In a separate section, we also found special coronation magazines from when George VI and Elizabeth II were coronated. Again, I had that lotto feeling.

Why do some things draw us in like this? I read something on the Internet written by a reader disgruntled that there are so many period pieces about royals but not so much about commoners. I do not have enough information to know if that is really true, although I would guess that it is. I read for an escape, so I like reading about worlds that vastly differ from my own, whether that is within a setting like Downton Abbey or Hogwarts. So that's my answer. I can't speak for anyone else.

Speaking of Downton Abbey, I did not realize that ironing newspapers was ever a thing. I hope to work it into my stories somehow.

The End

That brings us to another intuitive ending for this month's freewrite. I am ready to get back to my magazines. This year has been kind to introverts, in some ways. I hope you will be able to make the best of your holidays, however you spend them. Wishing you an abundance of blessings, and thank you for reading my work.

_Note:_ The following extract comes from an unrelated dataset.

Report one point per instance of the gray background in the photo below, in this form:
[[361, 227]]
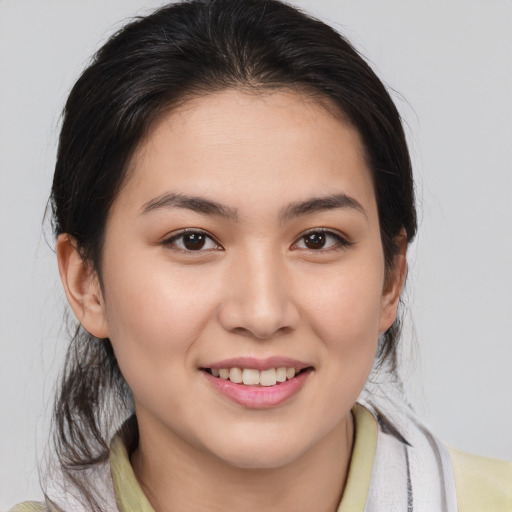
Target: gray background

BRENDA ARLEDGE from Washington Court House on December 24, 2020:

It is always good to see people being nice to one another. Too bad it takes an accident to happen to make this kindness appear.

May you have a Merry Christmas!

John Hansen from Gondwana Land on December 24, 2020:

This was an enjoyable free-write, Holly. It is always sad to witness car accidents, and unfortunately there seem to be more than usual at this time of year. Have a great holiday season.